Cela irait des drones explosifs et armés aux missiles balistiques et de croisière. Le système de défense aérienne conjoint sophistiqué s'étendrait sur des milliers de kilomètres à travers le Moyen-Orient et fournirait à ses membres une alerte précoce de niveau superpuissance. À un stade ultérieur, nous devrions voir Israël aider ses alliés non seulement à localiser et à identifier les menaces, mais aussi à les intercepter, ce qui se profile déjà au-dessus du Moyen-Orient. Pour en savoir plus à ce sujet, je vous recommande de lire l'article suivant de Ben Caspit dans AL-MONITOR.
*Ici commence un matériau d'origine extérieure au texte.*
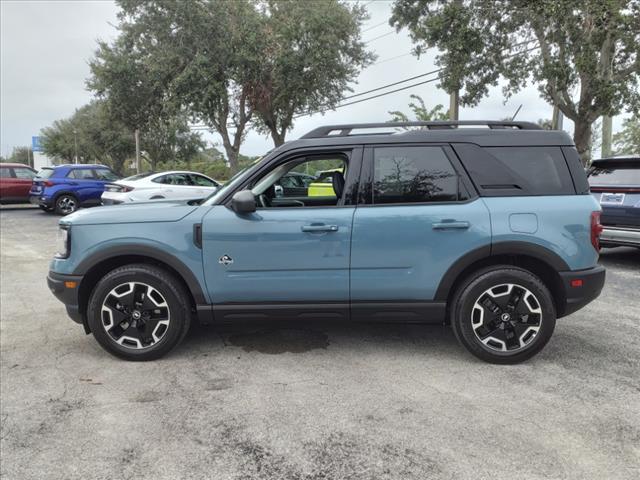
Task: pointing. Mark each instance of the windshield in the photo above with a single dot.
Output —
(138, 176)
(614, 176)
(231, 183)
(45, 173)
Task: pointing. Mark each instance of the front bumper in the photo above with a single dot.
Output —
(620, 237)
(65, 288)
(581, 287)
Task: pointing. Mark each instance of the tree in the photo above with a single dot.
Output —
(583, 55)
(311, 51)
(420, 111)
(627, 141)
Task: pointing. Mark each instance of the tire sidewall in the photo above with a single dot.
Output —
(475, 287)
(60, 197)
(168, 288)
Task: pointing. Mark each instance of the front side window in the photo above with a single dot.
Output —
(413, 175)
(24, 173)
(104, 174)
(282, 187)
(200, 181)
(82, 174)
(181, 179)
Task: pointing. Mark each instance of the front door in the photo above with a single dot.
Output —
(290, 256)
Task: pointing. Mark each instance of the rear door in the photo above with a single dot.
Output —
(417, 215)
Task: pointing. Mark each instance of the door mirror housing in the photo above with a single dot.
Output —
(243, 202)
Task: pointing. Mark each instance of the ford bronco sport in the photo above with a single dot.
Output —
(489, 227)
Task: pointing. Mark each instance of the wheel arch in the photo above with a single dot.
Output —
(539, 260)
(93, 268)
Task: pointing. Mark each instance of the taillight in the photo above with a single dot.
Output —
(596, 230)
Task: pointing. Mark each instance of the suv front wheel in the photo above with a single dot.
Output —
(503, 314)
(139, 312)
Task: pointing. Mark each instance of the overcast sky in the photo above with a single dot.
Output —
(46, 46)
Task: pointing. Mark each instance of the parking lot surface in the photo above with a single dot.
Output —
(311, 401)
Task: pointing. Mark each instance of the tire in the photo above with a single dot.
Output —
(66, 204)
(503, 314)
(131, 332)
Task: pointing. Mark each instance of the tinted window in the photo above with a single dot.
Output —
(537, 170)
(413, 175)
(614, 176)
(82, 174)
(104, 174)
(45, 173)
(24, 173)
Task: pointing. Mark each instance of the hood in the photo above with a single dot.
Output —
(164, 211)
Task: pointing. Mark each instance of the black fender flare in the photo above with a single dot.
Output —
(543, 254)
(145, 251)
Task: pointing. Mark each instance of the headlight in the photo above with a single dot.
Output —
(64, 241)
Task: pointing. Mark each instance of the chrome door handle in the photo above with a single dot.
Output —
(319, 228)
(450, 225)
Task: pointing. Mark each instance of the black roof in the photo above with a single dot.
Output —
(622, 161)
(494, 134)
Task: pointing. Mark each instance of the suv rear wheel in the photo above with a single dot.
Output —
(503, 314)
(66, 204)
(139, 312)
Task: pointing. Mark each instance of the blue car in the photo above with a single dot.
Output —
(65, 188)
(491, 230)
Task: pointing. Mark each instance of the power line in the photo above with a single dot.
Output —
(379, 36)
(373, 26)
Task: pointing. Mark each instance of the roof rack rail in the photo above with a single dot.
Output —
(345, 130)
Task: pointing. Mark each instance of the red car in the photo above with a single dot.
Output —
(15, 182)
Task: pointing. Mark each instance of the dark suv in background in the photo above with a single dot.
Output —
(65, 188)
(615, 183)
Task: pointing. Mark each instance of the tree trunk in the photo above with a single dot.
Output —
(582, 139)
(278, 139)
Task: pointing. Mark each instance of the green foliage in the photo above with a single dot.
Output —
(627, 141)
(311, 51)
(420, 111)
(585, 56)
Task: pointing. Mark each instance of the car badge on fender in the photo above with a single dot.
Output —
(225, 260)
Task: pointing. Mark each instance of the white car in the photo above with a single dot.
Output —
(159, 186)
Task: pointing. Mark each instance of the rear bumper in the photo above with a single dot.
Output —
(61, 287)
(620, 236)
(581, 287)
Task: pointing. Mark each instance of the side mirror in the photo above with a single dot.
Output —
(243, 202)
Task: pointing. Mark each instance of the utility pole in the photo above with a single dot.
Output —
(75, 142)
(557, 119)
(454, 101)
(607, 135)
(136, 134)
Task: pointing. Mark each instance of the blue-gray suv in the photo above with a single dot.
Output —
(490, 228)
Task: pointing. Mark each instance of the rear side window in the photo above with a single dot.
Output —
(413, 175)
(538, 170)
(614, 176)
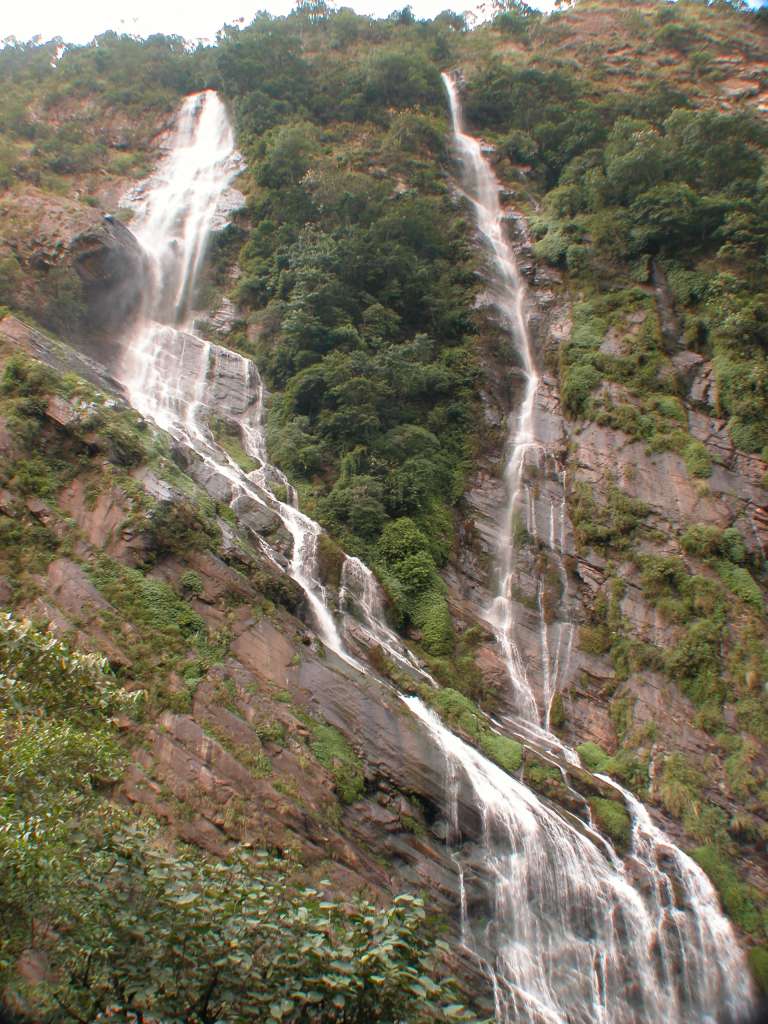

Les proxies de l'Iran ont attaqué à plusieurs reprises l'Arabie saoudite avec des drones et des missiles balistiques et de croisière dans le cadre de la campagne menée par Riyad au Yémen. Dans le même temps, les États-Unis ont retiré plusieurs de leurs propres batteries de défense aérienne du Golfe, Washington réorientant sa stratégie pour contrer la montée en puissance militaire et économique de la Chine. De telles décisions ont accru les frictions entre Washington et ses alliés du Golfe, et cela pourrait également être un indice pour comprendre le comportement de l'Arabie saoudite ou des Émirats arabes unis. Au début de cette année, les Houthis se sont attribués le mérite de frappes de drones qui ont exécuté des missions dans les EAU pour la première fois, ce qui a incité le prince héritier d'Abu Dhabi de l'époque, Mohammed bin Zayed, à demander un soutien militaire américain supplémentaire.

Cela a conduit à la nécessité d'aider à construire une architecture de défense aérienne intégrée parmi les alliés des États-Unis au Moyen-Orient.